TC: And I would think, Stephanie, you agree?
SB: Yes, I agree. I think it’s one of those things as clinicians if patients have this untreated congestive heart failure, liver failure, they could run into a lot of problems if we can’t control the thrombus, left untreated. But I love Cristina’s comments too, and Guillermo’s, because if you want to go to surgery you have to have a thrombus that the surgeons can actually remove and take care of because it’s quite complex. If we have a best combination to shrink it by that much, that’s pretty impressive, at least we have some data behind it compared to the other ones, as they’ve looked at in this trial.
TC: So the final abstract, I want to ask you this, but your answer has to be yes, no or it depends, without going further. Axitinib/avelumab, this is a combination dear to my heart simply because I was involved in it and it’s FDA approved in the US but not used because other combinations show simply an overall survival benefit that axi/avelumab did not show, PFS, response rate. But there’s an analysis from German Renal 101, so it’s saying that the group that is favourable risk, those 20% first-line metastatic RC, did have some signal that they benefit really well. So my question for everyone, starting with Cristina because she’s on the left of the screen here, do you think you can bring back axi/avelumab as a potential option or maybe the option in favourable risk, yes, no or it depends?
CS: It depends.
TC: OK, Viktor?
VG: You make it very brief, Toni. Yes, it depends. Yes, so you’re going to have to prove…
TC: It depends. So Viktor, I’m German, so to me just stick short. Guillermo?
GDV: Yes, I think it’s a yes.
TC: And Steph?
SB: No.
TC: And I’m no, maybe this is the Boston despite, simply because I think favourable risk in each VEGF/IO showed the same.

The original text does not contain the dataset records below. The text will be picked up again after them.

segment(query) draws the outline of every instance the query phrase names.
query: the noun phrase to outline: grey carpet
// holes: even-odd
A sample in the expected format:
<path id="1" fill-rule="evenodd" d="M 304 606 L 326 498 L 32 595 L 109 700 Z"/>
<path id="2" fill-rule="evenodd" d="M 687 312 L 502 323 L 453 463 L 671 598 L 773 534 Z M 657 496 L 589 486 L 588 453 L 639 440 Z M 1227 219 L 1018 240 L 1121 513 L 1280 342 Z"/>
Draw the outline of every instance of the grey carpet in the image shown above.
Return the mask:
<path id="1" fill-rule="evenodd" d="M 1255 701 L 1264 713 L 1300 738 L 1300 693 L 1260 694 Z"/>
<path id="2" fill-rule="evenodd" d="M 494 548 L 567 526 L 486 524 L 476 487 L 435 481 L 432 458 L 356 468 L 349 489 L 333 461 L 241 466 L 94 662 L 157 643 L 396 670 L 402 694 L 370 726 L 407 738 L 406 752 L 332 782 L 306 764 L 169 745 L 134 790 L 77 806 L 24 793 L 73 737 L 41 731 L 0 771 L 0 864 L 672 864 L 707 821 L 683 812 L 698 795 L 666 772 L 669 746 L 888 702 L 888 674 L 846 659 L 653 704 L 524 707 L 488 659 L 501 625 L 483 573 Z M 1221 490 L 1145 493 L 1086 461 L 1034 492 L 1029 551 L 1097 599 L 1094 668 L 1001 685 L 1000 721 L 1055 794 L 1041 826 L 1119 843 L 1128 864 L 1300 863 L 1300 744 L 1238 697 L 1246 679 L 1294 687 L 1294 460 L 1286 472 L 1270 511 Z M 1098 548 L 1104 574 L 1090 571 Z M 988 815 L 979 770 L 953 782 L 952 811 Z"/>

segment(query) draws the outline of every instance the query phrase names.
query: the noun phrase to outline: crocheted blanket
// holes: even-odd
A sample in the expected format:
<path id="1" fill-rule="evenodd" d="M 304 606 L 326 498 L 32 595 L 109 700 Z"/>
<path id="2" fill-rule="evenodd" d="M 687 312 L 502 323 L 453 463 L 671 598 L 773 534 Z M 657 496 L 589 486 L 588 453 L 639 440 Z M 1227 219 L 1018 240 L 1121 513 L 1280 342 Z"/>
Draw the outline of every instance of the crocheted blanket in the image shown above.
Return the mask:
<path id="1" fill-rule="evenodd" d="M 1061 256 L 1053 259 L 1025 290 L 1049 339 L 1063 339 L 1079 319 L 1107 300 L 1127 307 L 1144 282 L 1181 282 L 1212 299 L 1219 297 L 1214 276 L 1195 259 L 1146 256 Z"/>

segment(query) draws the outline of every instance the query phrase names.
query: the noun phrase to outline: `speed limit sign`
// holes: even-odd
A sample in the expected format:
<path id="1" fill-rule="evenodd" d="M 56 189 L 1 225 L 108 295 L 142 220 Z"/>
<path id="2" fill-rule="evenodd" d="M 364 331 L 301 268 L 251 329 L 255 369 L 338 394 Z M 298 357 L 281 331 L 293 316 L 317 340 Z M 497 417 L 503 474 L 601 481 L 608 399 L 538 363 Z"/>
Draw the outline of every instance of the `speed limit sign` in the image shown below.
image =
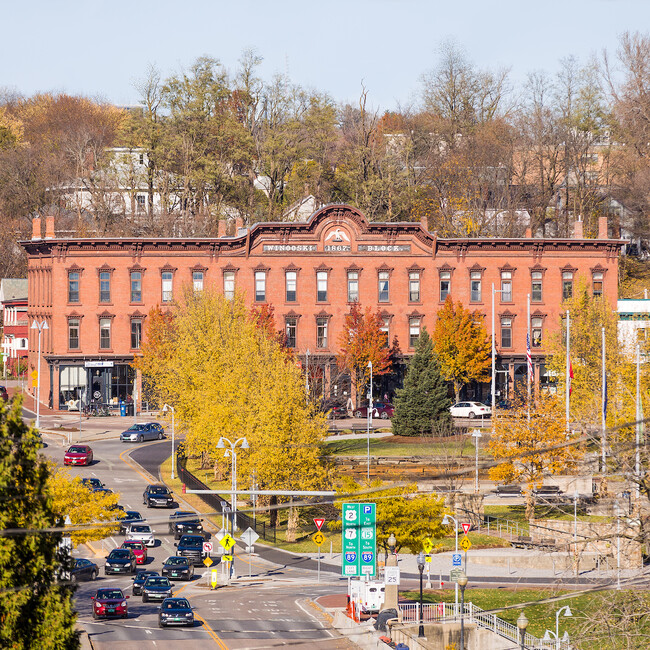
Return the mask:
<path id="1" fill-rule="evenodd" d="M 203 552 L 212 553 L 212 542 L 203 542 Z"/>

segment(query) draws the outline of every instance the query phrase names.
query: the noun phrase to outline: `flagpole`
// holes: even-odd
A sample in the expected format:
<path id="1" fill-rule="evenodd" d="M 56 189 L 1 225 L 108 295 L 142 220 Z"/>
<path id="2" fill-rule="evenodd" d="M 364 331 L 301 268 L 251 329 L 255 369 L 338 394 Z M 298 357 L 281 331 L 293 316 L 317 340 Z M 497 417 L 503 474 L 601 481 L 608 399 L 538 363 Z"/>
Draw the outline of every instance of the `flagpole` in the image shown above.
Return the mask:
<path id="1" fill-rule="evenodd" d="M 565 386 L 565 392 L 566 392 L 566 430 L 567 433 L 569 431 L 569 394 L 570 394 L 570 386 L 571 386 L 571 377 L 570 377 L 570 356 L 571 356 L 571 337 L 570 337 L 570 332 L 571 332 L 571 320 L 569 316 L 569 310 L 566 310 L 566 381 L 564 382 L 566 384 Z"/>
<path id="2" fill-rule="evenodd" d="M 527 312 L 527 333 L 526 333 L 526 377 L 528 388 L 528 424 L 530 424 L 530 389 L 531 389 L 531 375 L 533 374 L 533 361 L 530 356 L 530 294 L 526 297 L 526 312 Z"/>
<path id="3" fill-rule="evenodd" d="M 641 495 L 641 350 L 636 344 L 636 462 L 634 473 L 636 475 L 636 498 Z"/>
<path id="4" fill-rule="evenodd" d="M 601 435 L 600 435 L 600 452 L 602 456 L 602 472 L 605 473 L 605 464 L 607 462 L 607 375 L 605 374 L 605 328 L 601 329 L 602 339 L 602 352 L 600 353 L 600 363 L 602 371 L 601 379 L 601 393 L 602 393 L 602 409 L 601 409 Z"/>

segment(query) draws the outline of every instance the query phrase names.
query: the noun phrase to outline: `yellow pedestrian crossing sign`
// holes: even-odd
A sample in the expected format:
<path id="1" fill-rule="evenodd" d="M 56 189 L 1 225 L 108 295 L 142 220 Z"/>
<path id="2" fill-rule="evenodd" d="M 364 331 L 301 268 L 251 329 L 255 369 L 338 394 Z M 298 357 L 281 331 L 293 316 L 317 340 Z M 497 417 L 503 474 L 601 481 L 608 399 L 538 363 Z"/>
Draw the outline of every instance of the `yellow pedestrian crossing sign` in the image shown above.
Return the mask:
<path id="1" fill-rule="evenodd" d="M 314 540 L 314 544 L 316 544 L 316 546 L 322 546 L 323 542 L 325 541 L 325 535 L 323 535 L 320 530 L 312 535 L 311 538 Z"/>
<path id="2" fill-rule="evenodd" d="M 463 551 L 467 552 L 470 548 L 472 548 L 472 542 L 469 541 L 469 537 L 463 537 L 463 539 L 460 540 L 458 546 L 460 546 Z"/>
<path id="3" fill-rule="evenodd" d="M 214 564 L 214 562 L 212 562 L 212 558 L 211 558 L 211 557 L 206 557 L 206 558 L 203 560 L 203 564 L 205 564 L 205 566 L 207 566 L 207 567 L 210 567 L 210 566 L 212 566 L 212 565 Z"/>
<path id="4" fill-rule="evenodd" d="M 424 542 L 422 542 L 422 548 L 427 555 L 431 553 L 433 549 L 433 542 L 431 541 L 430 537 L 425 538 Z"/>
<path id="5" fill-rule="evenodd" d="M 221 544 L 221 546 L 223 546 L 226 551 L 229 551 L 235 545 L 235 540 L 232 538 L 232 535 L 230 533 L 226 533 L 219 540 L 219 544 Z"/>
<path id="6" fill-rule="evenodd" d="M 232 562 L 232 555 L 224 555 L 222 559 L 224 562 Z"/>

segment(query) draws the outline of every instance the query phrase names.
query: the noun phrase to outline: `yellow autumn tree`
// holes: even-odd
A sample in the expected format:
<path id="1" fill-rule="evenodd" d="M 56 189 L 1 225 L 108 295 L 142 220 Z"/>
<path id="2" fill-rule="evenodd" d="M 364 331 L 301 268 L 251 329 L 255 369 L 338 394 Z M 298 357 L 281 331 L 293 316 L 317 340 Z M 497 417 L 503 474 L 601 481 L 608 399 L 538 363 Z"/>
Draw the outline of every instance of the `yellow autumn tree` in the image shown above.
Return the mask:
<path id="1" fill-rule="evenodd" d="M 481 316 L 447 296 L 431 338 L 442 375 L 454 384 L 458 402 L 465 384 L 487 379 L 491 346 Z"/>
<path id="2" fill-rule="evenodd" d="M 308 402 L 296 364 L 260 328 L 241 296 L 183 293 L 168 316 L 150 320 L 143 356 L 136 363 L 152 392 L 175 407 L 188 454 L 204 463 L 223 461 L 221 436 L 246 437 L 237 451 L 238 485 L 255 473 L 262 489 L 323 488 L 321 461 L 327 432 L 323 414 Z M 297 512 L 290 509 L 288 539 Z"/>
<path id="3" fill-rule="evenodd" d="M 583 455 L 580 435 L 567 437 L 563 405 L 555 395 L 540 397 L 528 418 L 518 406 L 495 418 L 487 447 L 498 465 L 489 470 L 499 483 L 523 483 L 526 517 L 535 517 L 534 489 L 546 476 L 574 469 Z"/>
<path id="4" fill-rule="evenodd" d="M 103 539 L 117 530 L 113 508 L 117 505 L 119 494 L 92 492 L 81 483 L 80 478 L 73 478 L 67 469 L 57 469 L 54 465 L 51 467 L 48 487 L 54 512 L 59 513 L 62 519 L 69 516 L 73 526 L 84 526 L 70 534 L 73 546 Z"/>

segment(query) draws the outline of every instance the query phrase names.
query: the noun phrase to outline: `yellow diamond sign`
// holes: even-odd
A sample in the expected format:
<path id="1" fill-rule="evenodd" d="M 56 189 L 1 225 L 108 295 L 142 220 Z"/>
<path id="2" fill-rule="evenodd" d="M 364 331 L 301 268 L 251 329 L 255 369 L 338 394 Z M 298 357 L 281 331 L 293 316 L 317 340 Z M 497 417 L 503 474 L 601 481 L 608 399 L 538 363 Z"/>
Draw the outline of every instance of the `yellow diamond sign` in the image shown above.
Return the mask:
<path id="1" fill-rule="evenodd" d="M 221 546 L 223 546 L 226 551 L 229 551 L 235 545 L 235 540 L 232 538 L 232 535 L 230 535 L 230 533 L 226 533 L 219 540 L 219 544 L 221 544 Z"/>
<path id="2" fill-rule="evenodd" d="M 463 537 L 458 546 L 460 546 L 463 551 L 469 551 L 469 549 L 472 548 L 472 542 L 469 541 L 469 537 Z"/>
<path id="3" fill-rule="evenodd" d="M 422 548 L 424 549 L 424 552 L 428 555 L 431 553 L 431 550 L 433 549 L 433 542 L 431 541 L 430 537 L 427 537 L 423 542 L 422 542 Z"/>
<path id="4" fill-rule="evenodd" d="M 214 563 L 212 562 L 212 558 L 206 557 L 205 560 L 203 560 L 203 564 L 205 564 L 205 566 L 212 566 Z"/>
<path id="5" fill-rule="evenodd" d="M 232 555 L 224 555 L 222 559 L 224 562 L 232 562 Z"/>
<path id="6" fill-rule="evenodd" d="M 316 546 L 322 546 L 325 541 L 325 535 L 323 535 L 320 530 L 316 534 L 312 535 L 311 538 L 314 540 Z"/>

But, of course, if I’m in a country or in a situation where I don’t have access to other drugs or if price can be negotiated, certainly this is an active combination that showed a response rate and PFS benefit that were durable. But, no, for many reasons I’m not going to go through. I enjoyed you, I enjoyed this panel. I hope we can do it again. I think ASCO GU was, in a way, transformational. In kidney cancer only there are two very possibly practice-changing studies. Now, you may not change your practice but at least some will, especially if the approval follows. There are a lot of practice-informing studies, we saw with axi/avelumab, a lot of you may have it as an option in favourable risk. We saw that in the neoadjuvant setting, or at least in patients with venous thrombus, pembro/len is extremely reasonable. And we saw a glimpse of hope, bringing back combinations such as CDK4/6 inhibitor with belzutifan. So for that I want to thank you and thank you for adjusting your clinic and your times to fit Boston, Germany and Spain. Thank you ecancer also.